Trabajo práctico 2. Análisis cinético de la b -galactosidasa de Escherichia coli: obtención de los parámetros cinéticos Km y Vmax. Análisis de inhibidores competitivos y no competitivos. Efecto del pH sobre los parámetros cinéticos. Análisis de la estabilidad de la enzima a distintas temperaturas. Determinación de la energía de activación. Exposición de resultados en seminarios y preparación de un reporte técnico del estudio cinético.

Trabajo práctico 3. Síntesis de glucógeno en Escherichia coli: preparación de cultivos en distintos medios mínimos con o sin limitación de nitrógeno y distintas fuentes de carbono. Análisis del efecto de la limitación de nitrógeno y de la naturaleza de la fuente de carbono sobre el crecimiento. Obtención de glucógeno. Análisis estadístico del contenido de glucógeno en las diferentes condiciones de crecimiento. observación del impacto de la carga energética sobre la acumulación de glucógeno. Exposición de resultados en seminarios y preparación de un reporte técnico del estudio de la síntesis de glucógeno.
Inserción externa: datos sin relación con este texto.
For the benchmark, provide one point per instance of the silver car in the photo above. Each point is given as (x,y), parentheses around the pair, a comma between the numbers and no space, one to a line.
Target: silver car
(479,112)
Trabajo práctico 4. Transformación de Escherichia coli lac- en lac+. Preparación de células competentes. Preparación de un plásmido conteniendo el gen lacZ por lisis alcalina. Transformación. Selección de clones lac+. Cálculo de la eficiencia de la transformación. Estudio de la regulación de la expresión de lacZ en presencia de IPTG, lactosa o glucosa en las bacterias transformadas y en las lac-. Síntesis de glucógeno a partir de lactosa o glucosa en las bacterias transformadas y en las lac-. Exposición de resultados en seminarios y preparación de un reporte técnico sobre la transformación.